The scene appeals to Americans yearning for a lost agrarian past, a pastoral dream. According to text: “Like millions of other Americans in the teens, twenties, and thirties, [N.C. Wyeth] looked favorably on the movement [of the pseudo-science of eugenics] to preserve the threatened Anglo-Saxon gene pool through ‘race betterment’ — which included an emphasis on health, selective breeding, and strict immigration laws.”
A recent Washington Post headline announced “N.C. Wyeth painted the world full of beauty, resilience, and adventure. And full of white people.” It goes on to call Wyeth one of the great painters of whiteness — it was largely white boys who read, and had their imaginations stoked by, the books he illustrated. And an article in the Harvard Advocate talks about how son Andrew continued the Teutonic fixation, painting only Nordic and German immigrants and their descendants (Helga Testorf, Karl and Anna Kuerner), with “pale, wide brows, golden hair, rosy cheeks, glittering light eyes.”
He does not paint Italian, Mexican, Asian, African, or Jewish immigrants and descendants. “To the artist, these people were ‘truly wholesome’ and ‘fresh, really American.’ To city-dwellers, they were alien, and frightening —foreign, but better suited to the land than they were.”
Wyeth’s life came to a tragic end in 1945. He and his namesake grandson, then 3, were killed when a train hit their Ford station wagon at a railroad crossing a short distance from their home. It remains a mystery as to why the car stayed in that spot, and it has been postulated that the patriarch may have had a heart attack, or that he considered suicide. There is also a story that the grandson was actually his illegitimate child with his daughter-in-law Caroline, married to son Nat (she was a niece of Howard Pyle).
A 1998 biography by David Michaelis, a Princeton University alumnus, suggests that, within his six-foot-one, 300-pound frame, Wyeth was insecure and suffered bouts of depression resulting from his traumatic childhood. And although Michaelis gives an account of the affair with Caroline, he does not subscribe to the theory that they had a child. Michaelis’ source material included the volumes of letters written by N.C., and provided to him by Betsy Wyeth, and includes confirmation by N.C.’s grandson David. Both Andrew and Jamie praised the biography.

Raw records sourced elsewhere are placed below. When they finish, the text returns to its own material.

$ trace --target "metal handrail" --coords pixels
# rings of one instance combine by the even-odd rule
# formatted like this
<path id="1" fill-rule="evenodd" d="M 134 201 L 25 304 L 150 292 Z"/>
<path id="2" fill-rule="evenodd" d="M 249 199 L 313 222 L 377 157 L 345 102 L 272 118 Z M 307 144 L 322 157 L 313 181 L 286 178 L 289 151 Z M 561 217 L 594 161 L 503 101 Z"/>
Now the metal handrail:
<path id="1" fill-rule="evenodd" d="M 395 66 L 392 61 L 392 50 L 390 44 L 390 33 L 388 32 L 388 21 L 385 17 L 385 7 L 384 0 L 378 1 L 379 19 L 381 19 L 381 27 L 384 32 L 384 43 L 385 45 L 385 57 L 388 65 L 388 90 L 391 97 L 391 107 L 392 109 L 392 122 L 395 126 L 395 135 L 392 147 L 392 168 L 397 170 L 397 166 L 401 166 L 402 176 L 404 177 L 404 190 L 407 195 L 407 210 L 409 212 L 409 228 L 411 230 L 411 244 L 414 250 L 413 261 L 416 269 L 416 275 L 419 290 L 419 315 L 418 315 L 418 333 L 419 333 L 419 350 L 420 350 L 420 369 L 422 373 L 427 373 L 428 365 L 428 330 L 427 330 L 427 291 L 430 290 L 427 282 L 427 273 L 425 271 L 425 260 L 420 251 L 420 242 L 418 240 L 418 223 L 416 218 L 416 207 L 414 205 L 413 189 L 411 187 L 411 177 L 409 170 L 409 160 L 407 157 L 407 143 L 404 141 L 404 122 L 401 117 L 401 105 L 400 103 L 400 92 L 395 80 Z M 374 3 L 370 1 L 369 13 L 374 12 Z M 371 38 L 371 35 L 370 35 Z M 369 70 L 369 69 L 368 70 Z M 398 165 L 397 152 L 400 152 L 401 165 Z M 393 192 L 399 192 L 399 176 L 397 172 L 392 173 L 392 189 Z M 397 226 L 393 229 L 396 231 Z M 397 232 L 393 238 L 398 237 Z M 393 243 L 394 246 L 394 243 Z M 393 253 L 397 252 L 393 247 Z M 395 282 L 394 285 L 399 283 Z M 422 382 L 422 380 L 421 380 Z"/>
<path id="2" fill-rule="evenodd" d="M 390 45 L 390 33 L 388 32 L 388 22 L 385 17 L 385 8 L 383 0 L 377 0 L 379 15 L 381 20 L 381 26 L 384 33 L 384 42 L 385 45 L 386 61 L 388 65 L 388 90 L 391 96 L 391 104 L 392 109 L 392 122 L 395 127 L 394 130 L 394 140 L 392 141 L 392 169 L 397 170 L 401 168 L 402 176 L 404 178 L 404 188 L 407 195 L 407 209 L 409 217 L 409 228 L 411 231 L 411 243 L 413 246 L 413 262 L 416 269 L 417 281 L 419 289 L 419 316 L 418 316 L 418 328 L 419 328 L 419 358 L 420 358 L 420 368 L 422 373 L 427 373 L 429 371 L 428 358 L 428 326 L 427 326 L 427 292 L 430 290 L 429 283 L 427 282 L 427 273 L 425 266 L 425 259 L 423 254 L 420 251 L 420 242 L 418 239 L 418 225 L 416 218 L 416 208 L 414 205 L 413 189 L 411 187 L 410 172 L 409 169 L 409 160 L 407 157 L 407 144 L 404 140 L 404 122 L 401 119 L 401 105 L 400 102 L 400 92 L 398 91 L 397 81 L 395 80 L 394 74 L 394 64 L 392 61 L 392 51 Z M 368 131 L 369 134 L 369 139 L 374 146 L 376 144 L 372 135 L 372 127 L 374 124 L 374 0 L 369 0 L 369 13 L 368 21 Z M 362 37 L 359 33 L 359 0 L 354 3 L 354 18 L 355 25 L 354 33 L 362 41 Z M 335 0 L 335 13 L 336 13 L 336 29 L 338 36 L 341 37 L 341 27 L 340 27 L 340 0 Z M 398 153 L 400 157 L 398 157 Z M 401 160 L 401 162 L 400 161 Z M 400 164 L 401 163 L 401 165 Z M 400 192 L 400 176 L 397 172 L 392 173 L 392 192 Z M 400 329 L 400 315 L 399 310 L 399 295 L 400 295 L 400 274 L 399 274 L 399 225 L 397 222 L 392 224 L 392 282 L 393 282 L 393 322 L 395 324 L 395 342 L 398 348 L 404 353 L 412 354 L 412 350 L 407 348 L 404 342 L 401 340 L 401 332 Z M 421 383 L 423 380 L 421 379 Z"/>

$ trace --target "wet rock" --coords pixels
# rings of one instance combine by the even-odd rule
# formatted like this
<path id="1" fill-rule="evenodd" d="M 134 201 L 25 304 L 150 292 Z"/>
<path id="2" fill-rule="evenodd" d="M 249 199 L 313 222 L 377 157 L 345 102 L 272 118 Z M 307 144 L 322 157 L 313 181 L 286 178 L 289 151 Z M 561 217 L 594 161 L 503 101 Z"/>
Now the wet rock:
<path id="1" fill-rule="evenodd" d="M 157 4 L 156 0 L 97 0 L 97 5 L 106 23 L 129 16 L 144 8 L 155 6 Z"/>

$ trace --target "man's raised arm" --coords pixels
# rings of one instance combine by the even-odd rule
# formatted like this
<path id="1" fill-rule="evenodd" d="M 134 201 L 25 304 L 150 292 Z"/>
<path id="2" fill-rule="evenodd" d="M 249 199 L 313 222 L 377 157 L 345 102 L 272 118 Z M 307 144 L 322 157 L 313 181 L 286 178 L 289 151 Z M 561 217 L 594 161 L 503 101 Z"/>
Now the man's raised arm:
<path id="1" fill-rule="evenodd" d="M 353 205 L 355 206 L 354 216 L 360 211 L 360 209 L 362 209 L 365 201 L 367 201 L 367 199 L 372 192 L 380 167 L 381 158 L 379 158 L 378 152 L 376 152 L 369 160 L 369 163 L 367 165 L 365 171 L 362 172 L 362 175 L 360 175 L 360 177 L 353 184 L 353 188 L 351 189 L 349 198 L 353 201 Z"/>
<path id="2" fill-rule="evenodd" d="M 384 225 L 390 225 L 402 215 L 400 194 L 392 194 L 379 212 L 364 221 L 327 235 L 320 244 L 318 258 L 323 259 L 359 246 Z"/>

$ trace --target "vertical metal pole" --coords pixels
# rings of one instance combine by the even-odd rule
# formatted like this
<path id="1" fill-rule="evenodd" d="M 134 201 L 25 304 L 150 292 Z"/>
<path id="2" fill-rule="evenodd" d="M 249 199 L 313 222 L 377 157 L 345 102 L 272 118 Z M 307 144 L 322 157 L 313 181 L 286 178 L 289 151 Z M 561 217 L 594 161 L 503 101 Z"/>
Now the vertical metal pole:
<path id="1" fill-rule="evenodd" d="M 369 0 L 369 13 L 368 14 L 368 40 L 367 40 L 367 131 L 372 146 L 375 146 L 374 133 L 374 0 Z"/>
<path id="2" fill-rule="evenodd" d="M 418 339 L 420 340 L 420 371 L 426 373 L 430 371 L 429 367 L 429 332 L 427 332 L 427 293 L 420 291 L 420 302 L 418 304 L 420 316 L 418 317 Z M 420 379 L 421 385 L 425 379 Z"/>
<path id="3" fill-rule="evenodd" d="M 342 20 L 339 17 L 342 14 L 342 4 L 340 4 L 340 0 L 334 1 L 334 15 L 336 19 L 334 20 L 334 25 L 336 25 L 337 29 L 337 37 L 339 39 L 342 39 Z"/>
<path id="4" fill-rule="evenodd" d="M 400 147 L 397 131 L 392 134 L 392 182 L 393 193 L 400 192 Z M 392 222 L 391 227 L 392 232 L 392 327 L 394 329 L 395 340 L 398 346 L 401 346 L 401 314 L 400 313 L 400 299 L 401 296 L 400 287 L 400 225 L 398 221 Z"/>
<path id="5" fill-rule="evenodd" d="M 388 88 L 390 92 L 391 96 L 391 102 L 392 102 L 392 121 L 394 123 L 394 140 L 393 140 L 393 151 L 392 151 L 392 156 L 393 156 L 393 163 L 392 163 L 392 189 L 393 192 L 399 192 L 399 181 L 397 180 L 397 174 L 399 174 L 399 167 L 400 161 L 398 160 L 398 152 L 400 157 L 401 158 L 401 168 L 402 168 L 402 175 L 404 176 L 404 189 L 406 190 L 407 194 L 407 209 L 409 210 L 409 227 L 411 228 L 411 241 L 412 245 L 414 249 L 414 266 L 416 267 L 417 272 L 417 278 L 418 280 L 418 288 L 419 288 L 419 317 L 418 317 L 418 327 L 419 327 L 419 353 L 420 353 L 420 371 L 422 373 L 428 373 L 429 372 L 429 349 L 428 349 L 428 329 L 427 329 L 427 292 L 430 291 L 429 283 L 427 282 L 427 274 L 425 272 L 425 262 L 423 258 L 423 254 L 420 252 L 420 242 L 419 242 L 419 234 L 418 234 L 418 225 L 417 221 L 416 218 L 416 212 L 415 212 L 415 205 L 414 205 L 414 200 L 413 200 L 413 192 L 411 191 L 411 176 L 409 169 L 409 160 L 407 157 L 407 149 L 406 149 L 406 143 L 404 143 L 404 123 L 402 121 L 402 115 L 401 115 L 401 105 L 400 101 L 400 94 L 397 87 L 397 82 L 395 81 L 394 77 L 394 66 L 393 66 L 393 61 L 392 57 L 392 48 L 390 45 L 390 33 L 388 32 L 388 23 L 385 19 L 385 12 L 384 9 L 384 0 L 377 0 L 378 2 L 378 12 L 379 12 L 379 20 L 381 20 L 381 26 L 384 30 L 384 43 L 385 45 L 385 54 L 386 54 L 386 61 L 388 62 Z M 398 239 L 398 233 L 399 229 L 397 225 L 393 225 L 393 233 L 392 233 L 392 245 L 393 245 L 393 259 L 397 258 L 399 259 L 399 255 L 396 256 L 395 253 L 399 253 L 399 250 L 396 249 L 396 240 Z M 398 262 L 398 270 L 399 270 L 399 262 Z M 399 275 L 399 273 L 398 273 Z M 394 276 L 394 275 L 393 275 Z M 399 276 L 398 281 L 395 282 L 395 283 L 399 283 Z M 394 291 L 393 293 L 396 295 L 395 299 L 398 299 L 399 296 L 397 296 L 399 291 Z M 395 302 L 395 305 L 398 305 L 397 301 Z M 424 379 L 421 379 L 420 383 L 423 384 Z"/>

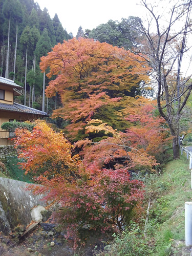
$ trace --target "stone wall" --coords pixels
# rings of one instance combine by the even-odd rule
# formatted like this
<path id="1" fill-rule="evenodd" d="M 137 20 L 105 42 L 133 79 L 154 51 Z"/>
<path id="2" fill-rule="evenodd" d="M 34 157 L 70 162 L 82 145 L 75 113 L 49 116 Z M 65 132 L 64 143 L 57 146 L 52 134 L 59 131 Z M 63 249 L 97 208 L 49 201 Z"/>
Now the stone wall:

Nathaniel also died in an automobile accident in 1954, and Caroline died in a 1973 automobile accident.
According to Wyeth’s bio on the Brandywine website, N.C. “lived long enough to see his children excel in talents he had nurtured — Nathaniel as an inventor; Henriette, Carolyn, and Andrew as painters; and Ann as a musician and composer.” And work by all can be seen at the Brandywine.
N.C. Wyeth: New Perspectives, Brandywine River Museum of Art, 1 Hoffman’s Mill Road, Chadds Ford, Pennsylvania. Through September 15. Open daily, 9:30 a.m. to 4:30 p.m. $6 to $18. www.brandywine.org.